This recipe was AWESOME!!!! I discovered the original recipe on Dine and Dish I had to change it up a bit because…that’s what I do :) I am thinking about twisting it up just a tad more the next time I make it, because there will be an encore performance! LOL You DEFINITELY need to make this one…maybe make a double batch of the sauce for leftover rice ;) It made for a great lunch the next day!
The flavor really reminded me of a little teriyaki house in my home town. I used to LOVE to get their teriyaki bowls…hold the veggies (I know you’re supposed to eat your veggies but it was a phase I was going through) Now I can get that familiar flavor anytime I am feeling a little homesick :) Who knows…maybe next time I will steam some broccoli and other veggies to add to it LOL
***Oven Baked Teriyaki Chicken***
- 1 tablespoon cornstarch
- 1 tablespoon cold water
- 1/2 cup brown sugar (maybe honey next time)
- 1/2 cup soy sauce
- 1/4 cup rice wine vinegar
- 2 cloves garlic, fresh minced or grated
- 1/4 teaspoon ground black pepper
- 12 chicken thighs or legs (I used 3 leg quarters)
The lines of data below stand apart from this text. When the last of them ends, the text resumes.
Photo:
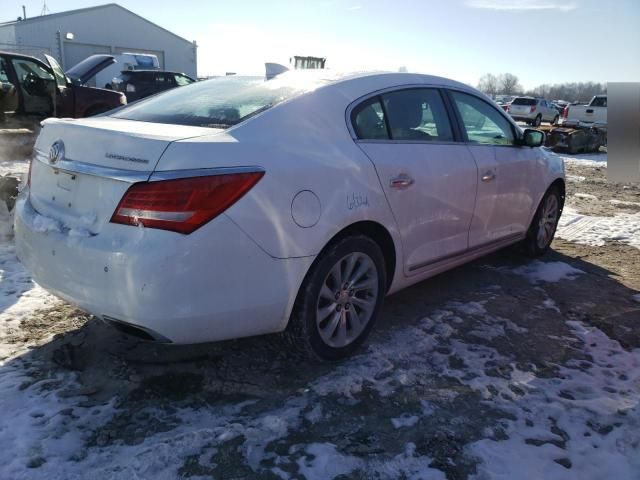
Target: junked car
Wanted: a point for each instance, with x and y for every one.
(237, 206)
(33, 88)
(533, 111)
(137, 84)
- 1/2-1 teaspoon chili flakes
- 2 cups or more :) fresh pineapple, rings or chunks whatever you like. (I used fresh chunks)
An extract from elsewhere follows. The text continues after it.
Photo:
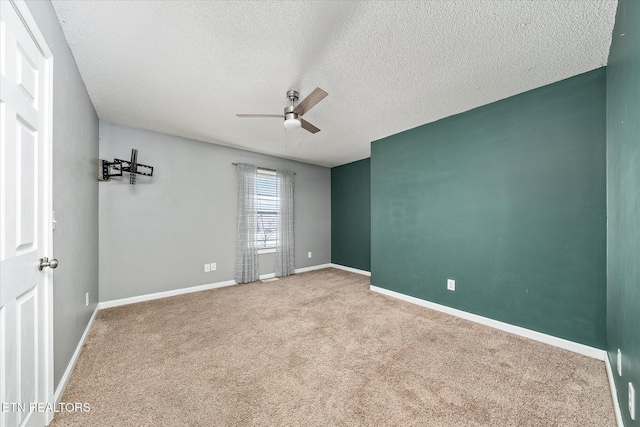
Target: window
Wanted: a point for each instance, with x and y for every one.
(267, 210)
- In a small saucepan over low heat, combine the cornstarch, cold water, sugar, soy sauce, vinegar, garlic, chili flakes, and ground black pepper. Let simmer, stirring frequently, until sauce thickens and bubbles.
- Preheat oven to 425 degrees F (220 degrees C).
- Using scissors, remove the skin and any pieces of fat from each chicken thigh. Place chicken pieces in a 9×13 inch baking dish sprayed with Pam cooking spray (or cover with foil for real easy clean up). Pour 1/2 half of the sauce over the chicken, brushing each piece so it is coated.
- Bake in the preheated oven for 30 minutes. Turn pieces over, pour on remaining sauce, and add the pineapple bake for an additional 30 minutes, or until chicken juices run clear.